Es una evidencia que hoy vivimos instalados en la sociedad del resultadismo, es decir, la vida se ve reducida al resultado, al cálculo, a las medidas, las proporciones, la cantidad o la estadística. La felicidad y el sentido existencial dependen de lograr los resultados calculados, sobre la base del beneficio propio. Piénselo usted, por un momento. ¿En qué se pasa el día calculando? ¿Dónde echa más sumas y restas, hipoteca al margen?

Por supuesto que, en una sociedad que permanece instalada en crisis consecutivas, uno se ve obligado a hacer muchos números para llegar a fin de mes. No es de esos cálcu­los de los que vamos a reflexionar, sino de aquellos otros que convierten la vida en mera especulación, en la obsesión por el control y el beneficio propio. Si una persona quiere permanecer en un estado de puro egocentrismo, seguro que habrá desarrollado el arte de calcularlo todo, no fuera que por debilidad emocional se viera obligada a esforzarse y a tener que salir de sí misma.

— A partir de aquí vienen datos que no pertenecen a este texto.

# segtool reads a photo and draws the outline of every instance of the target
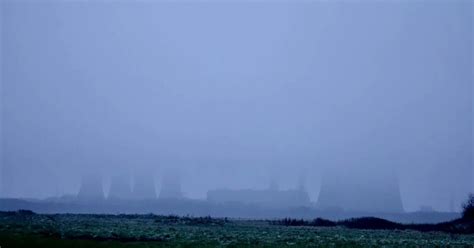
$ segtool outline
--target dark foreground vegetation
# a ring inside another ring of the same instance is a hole
[[[339,226],[351,229],[415,230],[420,232],[474,234],[474,194],[469,195],[468,200],[462,207],[463,212],[461,218],[437,224],[401,224],[374,217],[352,218],[341,221],[331,221],[322,218],[317,218],[312,221],[285,218],[282,220],[272,221],[272,224],[284,226]]]
[[[0,212],[1,247],[473,247],[474,235],[380,219],[256,221],[159,215]],[[282,224],[282,225],[275,225]],[[367,224],[375,229],[366,228]],[[396,224],[395,225],[399,225]],[[393,229],[393,230],[387,230]],[[428,230],[424,230],[428,231]]]
[[[458,234],[474,234],[474,221],[457,219],[438,224],[400,224],[380,218],[363,217],[342,221],[330,221],[317,218],[312,221],[303,219],[283,219],[272,221],[275,225],[284,226],[314,226],[314,227],[345,227],[352,229],[380,230],[415,230],[420,232],[447,232]]]

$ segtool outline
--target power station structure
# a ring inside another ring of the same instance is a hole
[[[178,171],[168,169],[164,172],[159,198],[160,199],[183,198],[183,193],[181,191],[181,177]]]
[[[367,175],[325,173],[316,206],[321,210],[401,213],[403,204],[396,175],[375,171]]]
[[[207,200],[213,203],[240,203],[265,208],[293,208],[311,205],[305,189],[304,178],[300,177],[295,189],[280,190],[275,178],[270,180],[267,189],[218,189],[207,192]]]
[[[174,170],[163,173],[159,199],[182,199],[180,174]],[[133,187],[132,187],[133,186]],[[152,173],[113,175],[110,181],[108,200],[152,200],[157,199]],[[105,199],[102,178],[88,174],[82,177],[77,194],[79,201],[101,201]],[[294,189],[280,190],[275,181],[263,190],[217,189],[207,192],[211,203],[238,203],[262,207],[310,207],[313,204],[305,187],[302,174]],[[322,211],[346,211],[359,213],[401,213],[404,211],[399,182],[394,173],[375,170],[360,173],[354,170],[332,171],[323,174],[323,181],[316,207]]]
[[[219,189],[209,190],[207,200],[213,203],[241,203],[267,208],[291,208],[310,206],[308,193],[300,189]]]

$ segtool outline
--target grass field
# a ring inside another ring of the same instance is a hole
[[[156,215],[0,213],[10,247],[474,247],[474,235]]]

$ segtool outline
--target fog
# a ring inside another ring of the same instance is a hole
[[[390,178],[406,211],[458,211],[474,192],[472,1],[0,6],[1,197],[91,173],[159,193],[167,171],[193,199]]]

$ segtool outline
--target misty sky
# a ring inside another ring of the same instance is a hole
[[[396,175],[406,210],[474,191],[472,1],[0,6],[1,196],[168,168],[191,198],[304,174],[316,201],[338,173]]]

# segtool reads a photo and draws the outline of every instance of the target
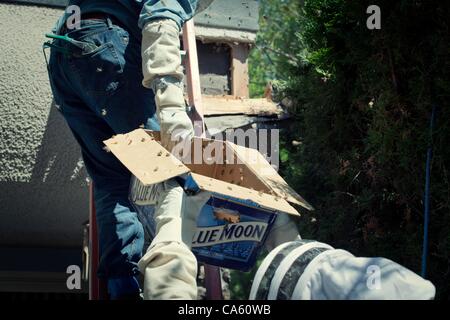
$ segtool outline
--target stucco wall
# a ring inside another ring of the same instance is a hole
[[[0,3],[0,246],[82,244],[86,173],[41,49],[60,12]]]

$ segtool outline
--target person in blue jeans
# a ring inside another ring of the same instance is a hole
[[[94,182],[98,276],[107,279],[111,299],[138,298],[144,231],[128,200],[130,172],[104,150],[103,141],[142,125],[160,129],[166,146],[177,130],[192,137],[179,31],[194,15],[197,1],[79,0],[69,5],[79,6],[81,20],[69,25],[70,12],[65,13],[53,30],[62,37],[47,43],[50,85]]]

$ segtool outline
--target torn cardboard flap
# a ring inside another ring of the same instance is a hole
[[[220,150],[216,153],[223,160],[223,164],[215,164],[214,166],[187,165],[191,171],[231,184],[262,191],[265,194],[276,195],[307,210],[314,210],[302,196],[287,184],[258,150],[246,148],[229,141],[198,137],[194,137],[193,150],[195,150],[196,141],[201,141],[204,149],[205,147],[208,148],[208,145],[215,144],[216,151]],[[229,150],[232,150],[230,159],[228,158]],[[192,156],[191,160],[194,157]],[[208,158],[208,155],[204,157]]]
[[[159,183],[190,171],[143,129],[116,135],[104,143],[144,185]]]
[[[298,204],[305,209],[314,210],[314,208],[292,189],[287,182],[270,165],[264,156],[255,149],[245,148],[243,146],[227,141],[227,144],[233,148],[239,159],[247,165],[261,181],[276,195],[286,199],[291,203]]]
[[[191,176],[202,190],[222,194],[231,198],[250,200],[267,209],[300,216],[297,210],[295,210],[286,200],[277,196],[258,192],[196,173],[191,173]]]

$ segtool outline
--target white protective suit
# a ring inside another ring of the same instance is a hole
[[[312,240],[279,245],[261,263],[251,300],[429,300],[436,289],[386,258],[360,258]]]
[[[155,93],[161,143],[168,150],[193,137],[183,96],[179,33],[170,19],[149,22],[142,31],[142,83]],[[190,246],[196,216],[208,197],[206,192],[188,197],[174,180],[161,184],[154,216],[156,236],[139,262],[145,299],[196,298],[197,261]],[[280,217],[274,228],[281,232],[269,238],[269,250],[299,238],[289,218]]]

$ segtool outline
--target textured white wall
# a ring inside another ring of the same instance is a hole
[[[60,13],[0,3],[0,246],[82,244],[86,173],[42,54]]]

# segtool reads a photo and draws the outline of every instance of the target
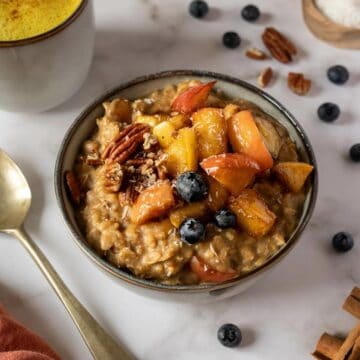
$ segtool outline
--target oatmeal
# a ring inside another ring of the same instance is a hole
[[[294,231],[312,166],[286,129],[214,82],[106,102],[66,181],[90,246],[138,277],[223,282]]]

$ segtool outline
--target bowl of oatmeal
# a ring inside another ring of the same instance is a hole
[[[77,244],[132,287],[229,296],[295,245],[317,192],[303,129],[271,96],[202,71],[135,79],[68,130],[57,199]]]

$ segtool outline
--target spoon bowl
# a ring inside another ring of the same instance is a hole
[[[31,190],[25,176],[0,149],[0,231],[19,228],[31,205]]]

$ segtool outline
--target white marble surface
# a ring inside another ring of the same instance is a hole
[[[29,232],[65,282],[90,312],[139,359],[228,360],[309,357],[319,335],[349,329],[353,320],[341,304],[360,283],[359,165],[347,161],[349,146],[360,142],[360,53],[338,50],[312,37],[301,20],[300,1],[256,0],[263,19],[247,24],[239,16],[247,1],[210,1],[210,19],[187,13],[187,1],[95,1],[97,39],[86,84],[70,101],[39,115],[0,112],[0,146],[24,170],[34,204]],[[254,83],[263,63],[244,57],[250,44],[261,45],[265,25],[284,30],[300,47],[290,66],[269,61],[277,79],[269,92],[289,108],[306,129],[317,155],[320,193],[315,214],[300,244],[271,273],[243,295],[210,305],[164,303],[124,289],[80,252],[63,225],[53,188],[53,168],[61,139],[74,117],[104,90],[135,76],[165,69],[199,68]],[[237,50],[221,44],[224,31],[242,38]],[[351,80],[330,84],[326,68],[346,65]],[[305,72],[314,81],[300,98],[286,87],[287,71]],[[316,116],[323,101],[342,108],[334,124]],[[352,252],[335,254],[332,235],[350,231]],[[18,320],[39,332],[64,359],[90,359],[72,321],[24,249],[0,236],[0,302]],[[243,346],[222,347],[216,331],[224,322],[238,324]]]

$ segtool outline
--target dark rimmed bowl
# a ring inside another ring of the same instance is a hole
[[[89,137],[94,130],[95,121],[103,114],[102,103],[109,99],[122,96],[128,99],[145,97],[156,89],[163,88],[167,84],[177,83],[185,79],[200,79],[202,81],[217,80],[216,88],[221,89],[226,96],[230,98],[243,98],[251,101],[262,108],[262,110],[279,121],[289,132],[290,137],[295,141],[303,161],[312,164],[315,171],[309,182],[308,192],[304,204],[304,209],[299,223],[290,236],[286,245],[281,248],[275,255],[269,258],[262,266],[221,284],[200,284],[189,286],[172,286],[159,284],[150,280],[140,279],[124,270],[117,268],[108,261],[99,256],[87,243],[81,233],[74,216],[71,203],[68,200],[65,184],[64,173],[73,167],[76,155],[82,142]],[[316,171],[316,160],[310,144],[301,125],[295,118],[270,95],[262,90],[250,85],[242,80],[217,74],[208,71],[196,70],[175,70],[165,71],[153,75],[136,78],[122,84],[105,95],[101,96],[74,121],[65,135],[61,144],[59,155],[55,167],[55,190],[57,201],[65,222],[70,229],[77,245],[84,253],[90,257],[100,268],[122,280],[123,284],[128,284],[132,289],[141,292],[156,295],[155,291],[165,293],[167,298],[182,298],[188,294],[190,299],[206,300],[224,298],[235,295],[248,288],[257,278],[265,271],[277,264],[286,254],[294,247],[304,231],[312,215],[317,195],[318,175]],[[146,291],[147,290],[147,291]],[[154,291],[155,290],[155,291]],[[191,295],[190,295],[191,294]],[[157,294],[159,295],[159,294]],[[161,294],[160,294],[161,295]]]

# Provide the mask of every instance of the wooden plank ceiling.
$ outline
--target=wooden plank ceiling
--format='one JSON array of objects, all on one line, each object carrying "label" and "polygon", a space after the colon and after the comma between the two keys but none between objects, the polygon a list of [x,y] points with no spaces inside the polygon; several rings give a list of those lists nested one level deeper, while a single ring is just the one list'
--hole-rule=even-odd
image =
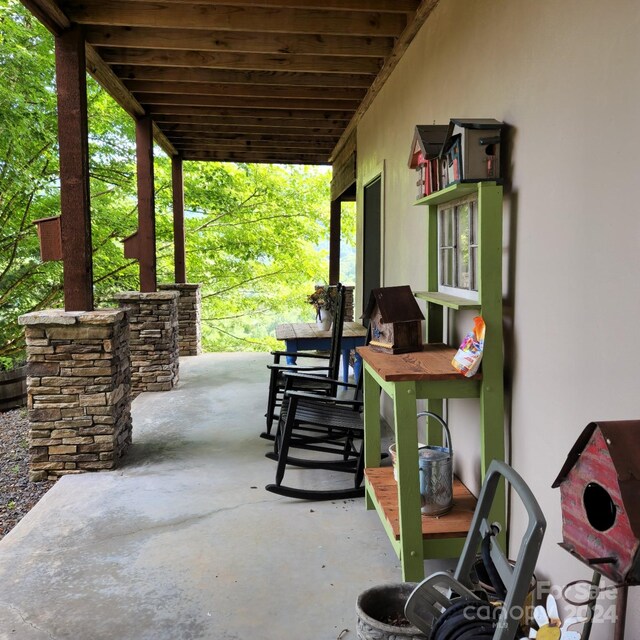
[{"label": "wooden plank ceiling", "polygon": [[23,0],[185,160],[327,163],[437,0]]}]

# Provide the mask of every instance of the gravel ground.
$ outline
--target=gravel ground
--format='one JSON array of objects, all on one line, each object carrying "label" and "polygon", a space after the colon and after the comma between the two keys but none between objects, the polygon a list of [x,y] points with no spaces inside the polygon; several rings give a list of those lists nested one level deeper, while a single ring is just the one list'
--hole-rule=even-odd
[{"label": "gravel ground", "polygon": [[54,484],[29,482],[28,432],[25,409],[0,413],[0,539]]}]

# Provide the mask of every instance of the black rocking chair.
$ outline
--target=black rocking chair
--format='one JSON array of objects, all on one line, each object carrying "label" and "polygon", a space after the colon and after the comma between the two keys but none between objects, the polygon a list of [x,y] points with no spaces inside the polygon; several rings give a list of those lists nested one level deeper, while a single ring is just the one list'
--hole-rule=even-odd
[{"label": "black rocking chair", "polygon": [[[260,434],[261,438],[273,440],[271,434],[273,421],[279,418],[278,410],[282,406],[282,398],[285,388],[285,374],[288,372],[304,372],[306,375],[296,382],[297,389],[324,393],[325,395],[335,396],[338,385],[342,384],[338,381],[338,373],[340,371],[340,357],[342,355],[342,331],[344,328],[344,289],[340,283],[336,285],[336,309],[333,317],[333,328],[331,334],[331,349],[329,354],[314,353],[307,351],[289,352],[289,351],[272,351],[273,364],[267,365],[270,370],[269,379],[269,396],[267,399],[266,430]],[[323,360],[323,363],[317,365],[287,365],[281,364],[280,359],[286,356],[295,356],[298,358],[314,358]]]},{"label": "black rocking chair", "polygon": [[[353,398],[336,398],[307,391],[290,390],[303,374],[289,374],[281,416],[278,421],[274,451],[266,456],[276,460],[275,484],[265,489],[271,493],[304,500],[336,500],[364,495],[364,449],[362,440],[361,382],[349,384]],[[297,380],[296,380],[297,379]],[[289,455],[292,448],[335,454],[331,460],[296,458]],[[287,465],[309,469],[326,469],[354,474],[352,488],[314,490],[299,489],[282,484]]]}]

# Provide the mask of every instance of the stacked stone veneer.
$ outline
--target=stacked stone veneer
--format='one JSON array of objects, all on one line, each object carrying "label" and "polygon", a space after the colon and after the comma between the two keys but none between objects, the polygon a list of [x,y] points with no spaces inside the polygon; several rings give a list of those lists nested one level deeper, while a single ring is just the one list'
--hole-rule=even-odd
[{"label": "stacked stone veneer", "polygon": [[178,346],[181,356],[198,356],[202,353],[200,334],[200,309],[202,294],[199,284],[161,284],[161,291],[177,291],[178,298]]},{"label": "stacked stone veneer", "polygon": [[118,293],[129,312],[131,393],[170,391],[178,382],[178,291]]},{"label": "stacked stone veneer", "polygon": [[131,443],[126,312],[21,316],[27,342],[30,479],[113,469]]},{"label": "stacked stone veneer", "polygon": [[344,320],[353,322],[353,285],[344,287]]}]

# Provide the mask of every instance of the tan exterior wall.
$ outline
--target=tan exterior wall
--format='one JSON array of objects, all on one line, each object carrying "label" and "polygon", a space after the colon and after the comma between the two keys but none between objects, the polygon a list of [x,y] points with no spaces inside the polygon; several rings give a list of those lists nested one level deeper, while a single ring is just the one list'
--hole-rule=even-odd
[{"label": "tan exterior wall", "polygon": [[[556,545],[551,483],[588,422],[640,417],[639,33],[637,0],[441,0],[358,127],[360,230],[362,185],[384,166],[383,283],[415,290],[426,288],[426,227],[407,168],[414,125],[493,117],[513,127],[510,461],[549,521],[539,577],[560,585],[590,571]],[[450,403],[450,420],[458,470],[476,489],[477,405]],[[511,527],[519,540],[520,509]],[[627,638],[640,637],[635,591]],[[612,634],[597,625],[592,638]]]}]

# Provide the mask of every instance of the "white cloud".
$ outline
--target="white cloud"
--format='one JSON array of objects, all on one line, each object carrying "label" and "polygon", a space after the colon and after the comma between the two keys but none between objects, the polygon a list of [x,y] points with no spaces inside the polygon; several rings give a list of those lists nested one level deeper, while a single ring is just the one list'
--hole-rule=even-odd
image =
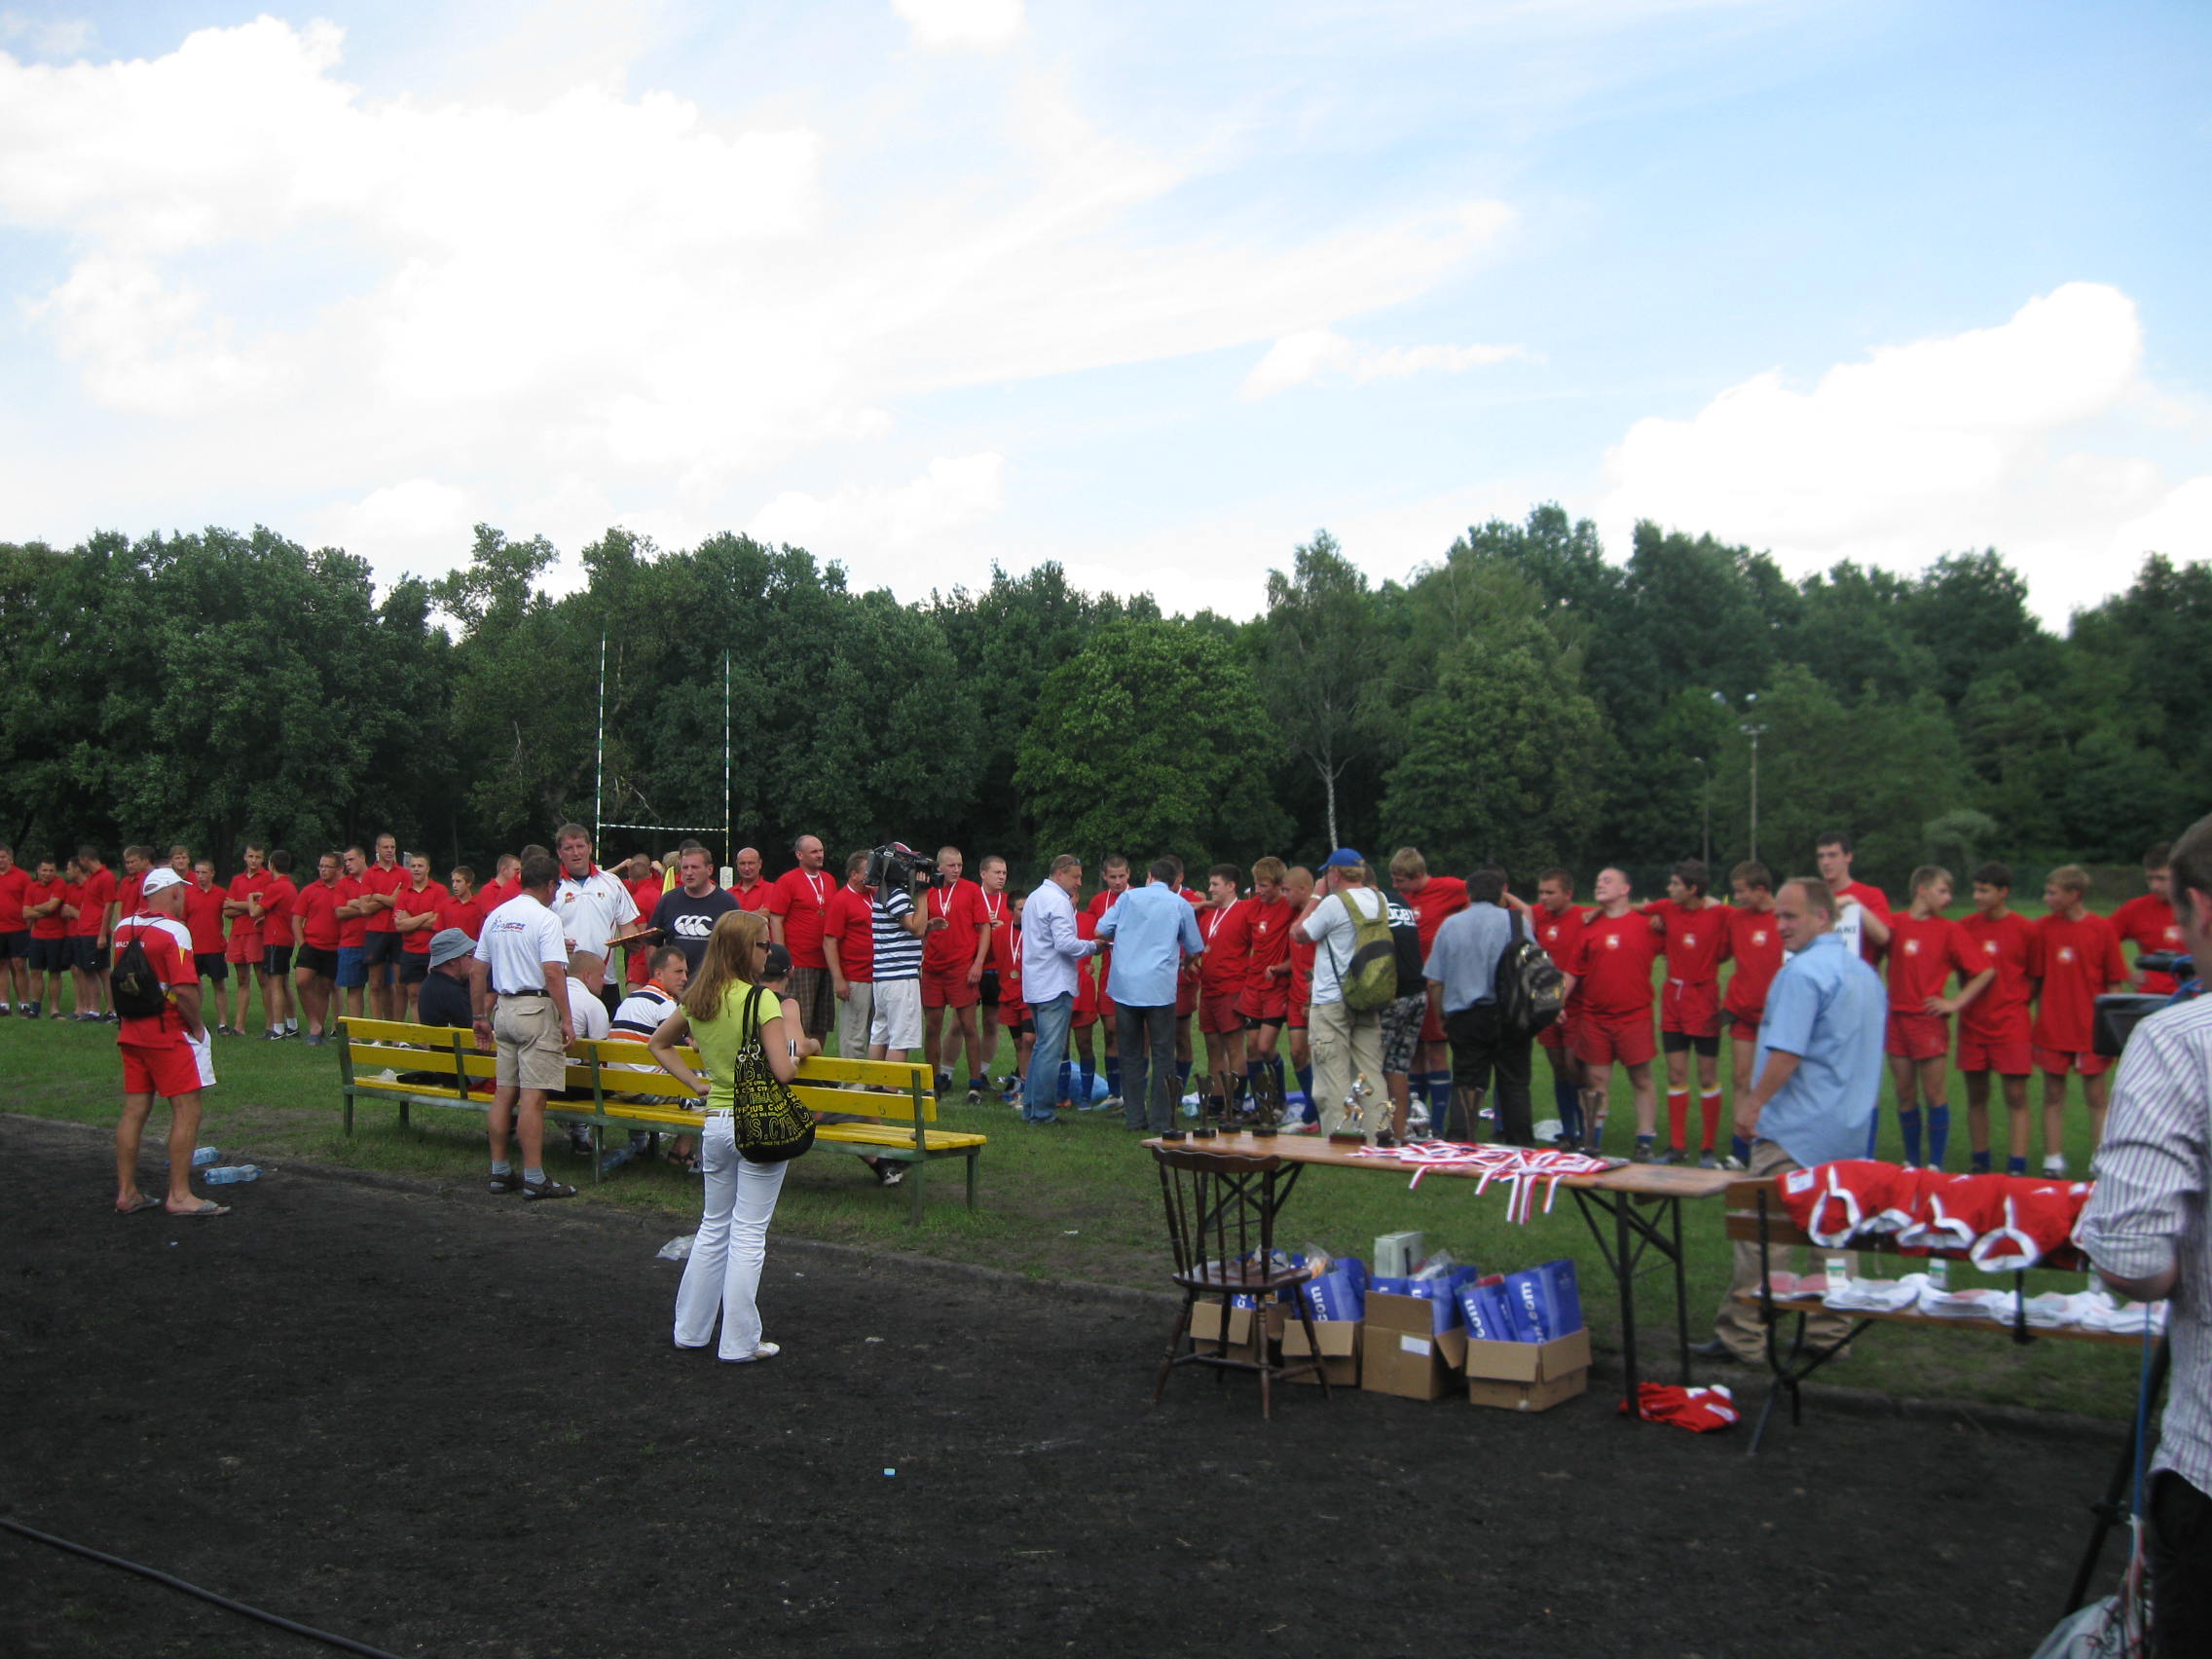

Aprender sin reflexionar es malgastar la energía”

Confucio

La experiencia de esos jóvenes en la Selectividad nos da algunas pistas. La primera es el valor que se le dan a los estudios en concreto, y al conocimiento en general. Salvo excepciones, no existe amor por conocer, curiosidad por aprender o apertura a experimentar, sino mera superación de pruebas. Para ello es suficiente con saber lo justo para aprobar. Calcular preguntas, saberse las respuestas y después olvidarlo todo. Prima el resultado, no el conocimiento. Vale el cómputo final y no el proceso.

Esa forma de proceder no es una moda estudiantil, sino consecuencia de una cultura reciente que se ha basado en la inmediatez, el desprecio al esfuerzo, la falta de autodisciplina y la intolerancia a cualquier tipo de frustración. Para colmo, se ha instalado en el imaginario social la poca practicidad de las ciencias humanas, y los múltiples réditos futuros que se esconden tras las tecnologías. Consultados nuestros jóvenes ciudadanos, la mayoría prefiere ser funcionario o, en segundas nupcias, trabajar en cualquier disciplina biotecnológica o en la empresa privada. Ya no interesa tanto la educación (cuyo origen etimológico es educere, hacer salir), sino el cálculo avispado hacia el máximo beneficio al menor esfuerzo.